Type-Safe Filter Function In TypeScript

TypeScript doesn't infer the return type of an array filter operation in the same way that it does for an if statement to check whether a variable is defined.

Let's consider the following example:

type User = {
  id: number;
  name?: string;
};

const listUsers = (): User[] => {
  // fetch users from some API and return them
  return [];
};

// names will be of type (string | undefined)[]
const names = listUsers()
  .map((user) => user.name)
  .filter((name) => !!name);

The type of names is inferred by TypeScript as (string | undefined)[], although we explicitly filter out falsy values.
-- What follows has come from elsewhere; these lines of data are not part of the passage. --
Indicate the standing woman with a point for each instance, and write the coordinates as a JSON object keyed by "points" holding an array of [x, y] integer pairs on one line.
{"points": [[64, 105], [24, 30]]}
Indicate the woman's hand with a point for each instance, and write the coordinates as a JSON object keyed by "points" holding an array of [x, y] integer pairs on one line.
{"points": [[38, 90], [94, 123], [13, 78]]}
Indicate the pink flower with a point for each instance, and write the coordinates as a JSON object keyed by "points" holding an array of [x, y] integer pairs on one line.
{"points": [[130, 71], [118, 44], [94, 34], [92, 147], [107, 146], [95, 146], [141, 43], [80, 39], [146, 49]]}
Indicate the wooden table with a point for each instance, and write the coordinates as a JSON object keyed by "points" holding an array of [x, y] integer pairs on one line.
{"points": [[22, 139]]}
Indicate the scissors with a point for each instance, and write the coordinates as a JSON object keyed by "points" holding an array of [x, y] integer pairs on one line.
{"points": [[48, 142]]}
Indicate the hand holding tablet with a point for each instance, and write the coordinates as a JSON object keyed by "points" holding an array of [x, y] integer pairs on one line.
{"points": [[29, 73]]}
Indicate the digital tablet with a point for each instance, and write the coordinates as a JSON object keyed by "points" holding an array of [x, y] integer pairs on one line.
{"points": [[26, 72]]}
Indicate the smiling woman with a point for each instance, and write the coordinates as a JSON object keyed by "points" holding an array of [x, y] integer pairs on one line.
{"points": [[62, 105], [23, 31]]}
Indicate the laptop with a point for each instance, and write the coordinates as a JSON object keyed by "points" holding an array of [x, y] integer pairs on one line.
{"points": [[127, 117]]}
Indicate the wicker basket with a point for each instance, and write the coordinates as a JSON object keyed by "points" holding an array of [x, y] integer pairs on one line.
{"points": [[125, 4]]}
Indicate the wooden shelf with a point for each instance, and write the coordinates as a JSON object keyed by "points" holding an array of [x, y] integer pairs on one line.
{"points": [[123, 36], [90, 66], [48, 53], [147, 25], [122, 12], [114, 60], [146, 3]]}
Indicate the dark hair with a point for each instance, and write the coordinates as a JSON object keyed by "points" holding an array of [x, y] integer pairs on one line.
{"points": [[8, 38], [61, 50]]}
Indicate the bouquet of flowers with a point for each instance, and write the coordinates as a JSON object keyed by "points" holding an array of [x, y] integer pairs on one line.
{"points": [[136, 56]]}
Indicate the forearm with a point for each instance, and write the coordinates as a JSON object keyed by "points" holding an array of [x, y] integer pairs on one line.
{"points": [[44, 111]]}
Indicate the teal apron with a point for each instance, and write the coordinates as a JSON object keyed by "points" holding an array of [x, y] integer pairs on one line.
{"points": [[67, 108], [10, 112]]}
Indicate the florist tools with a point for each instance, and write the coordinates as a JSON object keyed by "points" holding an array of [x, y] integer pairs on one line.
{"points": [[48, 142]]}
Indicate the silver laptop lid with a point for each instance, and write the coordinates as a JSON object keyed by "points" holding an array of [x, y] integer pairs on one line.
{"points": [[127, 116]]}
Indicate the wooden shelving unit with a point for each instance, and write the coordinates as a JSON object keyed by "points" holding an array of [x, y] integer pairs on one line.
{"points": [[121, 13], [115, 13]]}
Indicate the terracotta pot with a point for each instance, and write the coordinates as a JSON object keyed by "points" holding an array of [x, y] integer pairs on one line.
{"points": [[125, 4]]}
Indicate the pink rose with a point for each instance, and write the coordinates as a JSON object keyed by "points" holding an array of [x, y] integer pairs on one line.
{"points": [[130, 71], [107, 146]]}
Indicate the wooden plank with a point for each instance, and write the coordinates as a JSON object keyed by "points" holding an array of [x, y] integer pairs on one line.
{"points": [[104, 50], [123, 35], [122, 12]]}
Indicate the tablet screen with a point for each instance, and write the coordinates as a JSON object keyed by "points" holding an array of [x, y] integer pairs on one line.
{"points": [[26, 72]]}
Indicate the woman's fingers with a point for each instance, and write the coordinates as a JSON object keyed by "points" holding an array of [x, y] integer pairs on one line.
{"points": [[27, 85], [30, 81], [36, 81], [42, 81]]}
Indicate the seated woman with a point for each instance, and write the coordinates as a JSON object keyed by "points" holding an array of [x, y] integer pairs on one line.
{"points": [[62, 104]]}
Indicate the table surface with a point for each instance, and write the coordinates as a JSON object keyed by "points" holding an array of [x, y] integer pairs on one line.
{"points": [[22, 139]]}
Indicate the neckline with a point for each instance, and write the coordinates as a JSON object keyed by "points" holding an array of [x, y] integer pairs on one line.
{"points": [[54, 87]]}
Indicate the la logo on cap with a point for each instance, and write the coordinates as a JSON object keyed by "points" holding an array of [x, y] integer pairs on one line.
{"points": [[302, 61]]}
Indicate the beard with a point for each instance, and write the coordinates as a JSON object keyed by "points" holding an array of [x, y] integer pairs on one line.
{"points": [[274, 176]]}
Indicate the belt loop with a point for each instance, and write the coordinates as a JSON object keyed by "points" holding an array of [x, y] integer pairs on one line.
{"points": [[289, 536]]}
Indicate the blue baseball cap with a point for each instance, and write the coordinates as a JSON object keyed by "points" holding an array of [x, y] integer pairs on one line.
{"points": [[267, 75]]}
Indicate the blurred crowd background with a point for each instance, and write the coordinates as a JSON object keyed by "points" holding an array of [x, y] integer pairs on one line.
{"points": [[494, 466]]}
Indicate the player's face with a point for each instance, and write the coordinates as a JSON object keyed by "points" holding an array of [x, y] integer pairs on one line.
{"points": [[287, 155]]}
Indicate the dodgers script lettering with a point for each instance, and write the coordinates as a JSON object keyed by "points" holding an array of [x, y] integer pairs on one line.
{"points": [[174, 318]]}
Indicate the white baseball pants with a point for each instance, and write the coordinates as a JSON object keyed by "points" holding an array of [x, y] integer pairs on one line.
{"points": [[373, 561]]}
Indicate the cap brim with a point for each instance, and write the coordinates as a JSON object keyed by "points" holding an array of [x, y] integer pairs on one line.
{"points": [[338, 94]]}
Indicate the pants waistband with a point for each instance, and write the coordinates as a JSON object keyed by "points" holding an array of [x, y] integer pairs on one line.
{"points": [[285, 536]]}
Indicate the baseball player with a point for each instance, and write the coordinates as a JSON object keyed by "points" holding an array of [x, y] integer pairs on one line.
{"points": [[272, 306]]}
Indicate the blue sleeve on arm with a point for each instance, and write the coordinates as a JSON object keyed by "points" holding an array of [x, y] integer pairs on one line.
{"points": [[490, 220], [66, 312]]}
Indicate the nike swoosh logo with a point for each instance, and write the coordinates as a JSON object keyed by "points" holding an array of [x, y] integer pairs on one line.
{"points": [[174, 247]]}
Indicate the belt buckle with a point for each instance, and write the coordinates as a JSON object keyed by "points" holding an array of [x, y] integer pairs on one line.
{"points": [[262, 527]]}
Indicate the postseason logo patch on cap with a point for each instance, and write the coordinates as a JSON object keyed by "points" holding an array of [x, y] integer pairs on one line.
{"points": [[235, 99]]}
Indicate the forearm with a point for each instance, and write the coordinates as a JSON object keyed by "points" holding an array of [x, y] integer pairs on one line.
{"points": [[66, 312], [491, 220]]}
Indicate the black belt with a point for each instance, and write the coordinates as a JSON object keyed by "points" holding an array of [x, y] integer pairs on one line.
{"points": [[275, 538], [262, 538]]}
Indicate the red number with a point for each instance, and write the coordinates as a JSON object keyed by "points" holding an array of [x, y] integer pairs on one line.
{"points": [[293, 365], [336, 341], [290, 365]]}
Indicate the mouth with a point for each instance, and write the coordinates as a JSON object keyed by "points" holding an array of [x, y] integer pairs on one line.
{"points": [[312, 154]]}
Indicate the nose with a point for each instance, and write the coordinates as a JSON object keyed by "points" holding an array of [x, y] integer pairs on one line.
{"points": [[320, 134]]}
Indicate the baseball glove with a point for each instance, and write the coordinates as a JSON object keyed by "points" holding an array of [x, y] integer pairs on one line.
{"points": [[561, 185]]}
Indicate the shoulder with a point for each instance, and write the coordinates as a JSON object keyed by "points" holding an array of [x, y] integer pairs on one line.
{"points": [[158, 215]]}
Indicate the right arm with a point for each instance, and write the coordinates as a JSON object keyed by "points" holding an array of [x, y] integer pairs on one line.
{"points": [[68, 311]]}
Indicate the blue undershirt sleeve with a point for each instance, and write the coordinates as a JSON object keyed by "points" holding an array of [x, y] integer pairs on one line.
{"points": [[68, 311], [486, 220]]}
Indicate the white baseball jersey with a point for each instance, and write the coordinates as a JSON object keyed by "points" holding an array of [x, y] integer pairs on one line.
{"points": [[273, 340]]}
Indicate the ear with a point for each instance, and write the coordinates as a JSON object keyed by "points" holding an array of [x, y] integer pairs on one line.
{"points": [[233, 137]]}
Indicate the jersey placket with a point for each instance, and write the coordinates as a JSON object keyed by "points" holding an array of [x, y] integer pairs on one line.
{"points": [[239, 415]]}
TypeScript somehow doesn't interpret the condition inside the filter function.

To get TypeScript to infer the return type correctly, we need to use a custom type-guard.

// type-guard to assure name is a string
const filterNames = (name?: string): name is string => {
  return !!name;
}

const names = listUsers()
  .map((user) => user.name)
  .filter(filterNames);

The return type name is string of this type-guard function will assure TypeScript that we have checked the type and can safely treat it as string.

However, if we don't want to define a separate filter function, we can also use the type guard inside the inline filter function:

const names = listUsers()
  .map((user) => user.name)
  .filter((name?: string): name is string => !!name);